Three silent choices, one for the tier, one for the machine, one for the model, produced three silent failures stacked on each other, and the 502 on top said nothing about any of them. Pinning each choice explicitly turns the quiet failures into loud ones.
Sidebar: proving the fix actually reached the model
I did not trust the “skip thinking” fix until I had watched it work, so I ran a test across every task type to confirm the instruction travelled all the way through the router, the backend, and the model’s own template. A representative sample:
task_type expect actual finish content reasoning notes
─────────────────────────────────────────────────────────────────────────────────
local_classifyextract OFF OFF stop 908 0 no-think fires
local_writing ON ON stop 912 394 thinking preserved
local_code ON ON stop 1000 797 needs max_tokens >= 1024
cloud_classifyextract N/A n/a stop 44 0 cloud passthrough clean
Zero tokens on hidden reasoning for the quick-labelling task types, scratchpad intact on the reasoning-on routes. One calibration gotcha worth writing down: local_code silently failed at a small output budget because thinking ate the first few hundred tokens before any code appeared. Any thinking-on route needs max_tokens >= 1024 if you expect a real answer back.
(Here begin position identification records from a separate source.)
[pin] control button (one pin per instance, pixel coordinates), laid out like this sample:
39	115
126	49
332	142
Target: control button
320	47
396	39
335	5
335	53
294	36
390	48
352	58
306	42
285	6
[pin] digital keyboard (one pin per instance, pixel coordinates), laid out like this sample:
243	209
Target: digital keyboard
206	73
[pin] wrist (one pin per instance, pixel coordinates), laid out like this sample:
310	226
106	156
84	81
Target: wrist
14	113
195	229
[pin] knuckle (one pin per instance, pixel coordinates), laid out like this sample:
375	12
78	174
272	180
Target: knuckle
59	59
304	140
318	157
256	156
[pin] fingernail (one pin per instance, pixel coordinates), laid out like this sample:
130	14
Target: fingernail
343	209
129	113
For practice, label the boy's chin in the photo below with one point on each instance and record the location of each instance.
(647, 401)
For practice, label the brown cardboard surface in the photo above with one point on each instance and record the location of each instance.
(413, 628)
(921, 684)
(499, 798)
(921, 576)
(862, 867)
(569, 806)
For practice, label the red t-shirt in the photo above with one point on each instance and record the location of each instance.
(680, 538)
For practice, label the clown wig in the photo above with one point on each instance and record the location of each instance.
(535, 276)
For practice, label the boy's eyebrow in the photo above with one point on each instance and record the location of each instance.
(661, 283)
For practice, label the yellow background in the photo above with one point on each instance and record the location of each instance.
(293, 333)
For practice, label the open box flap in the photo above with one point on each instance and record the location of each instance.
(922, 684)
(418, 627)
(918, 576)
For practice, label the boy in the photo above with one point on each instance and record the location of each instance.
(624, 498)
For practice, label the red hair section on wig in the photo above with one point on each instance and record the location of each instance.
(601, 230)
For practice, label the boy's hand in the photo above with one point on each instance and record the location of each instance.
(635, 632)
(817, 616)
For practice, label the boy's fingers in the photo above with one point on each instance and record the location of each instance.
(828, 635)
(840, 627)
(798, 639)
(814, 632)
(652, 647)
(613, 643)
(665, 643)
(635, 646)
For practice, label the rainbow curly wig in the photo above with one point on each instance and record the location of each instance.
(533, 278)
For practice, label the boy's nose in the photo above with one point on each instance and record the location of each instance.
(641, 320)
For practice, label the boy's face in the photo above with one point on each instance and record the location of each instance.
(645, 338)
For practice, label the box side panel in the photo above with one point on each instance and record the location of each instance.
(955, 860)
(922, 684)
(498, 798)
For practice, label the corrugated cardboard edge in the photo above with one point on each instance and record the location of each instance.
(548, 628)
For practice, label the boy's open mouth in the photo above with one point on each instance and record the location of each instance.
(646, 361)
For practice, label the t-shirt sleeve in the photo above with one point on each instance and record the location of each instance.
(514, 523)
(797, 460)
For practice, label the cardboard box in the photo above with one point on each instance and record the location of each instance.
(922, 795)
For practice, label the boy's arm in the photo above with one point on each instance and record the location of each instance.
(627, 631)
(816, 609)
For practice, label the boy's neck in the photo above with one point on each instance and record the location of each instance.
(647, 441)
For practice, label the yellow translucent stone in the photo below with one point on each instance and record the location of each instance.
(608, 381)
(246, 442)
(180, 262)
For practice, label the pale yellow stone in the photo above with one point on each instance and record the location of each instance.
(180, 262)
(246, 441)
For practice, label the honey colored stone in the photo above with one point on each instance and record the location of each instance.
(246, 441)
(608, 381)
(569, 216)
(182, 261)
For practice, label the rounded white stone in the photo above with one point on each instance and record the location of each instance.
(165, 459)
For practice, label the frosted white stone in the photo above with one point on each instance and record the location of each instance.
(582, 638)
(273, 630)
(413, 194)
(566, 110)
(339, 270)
Picking a machine: least-loaded beat round-robin
The first version spread local work with round-robin: one request to the Mac Studio, the next to the 3090 Ti, then back again, strictly taking turns. It is the simplest thing that works, and it works badly the moment your machines are not identical. Taking turns hands the next request to a box that is already three deep in a queue while the other one sits idle.
The router now uses least-loaded selection. Each backend reports a load number, which is just the requests it is working on plus the requests waiting in its queue, and the next request goes to whichever eligible backend has the smallest number. Round-robin survives only as the tie-break. On a mixed workload, where a long reasoning job and a one-line classify request take wildly different amounts of time, the least-loaded queue drains while the round-robin queue piles up behind the slowest thing in it.
It took an afternoon. The table had already narrowed the candidates, so the only thing that changed was how one function chose among them.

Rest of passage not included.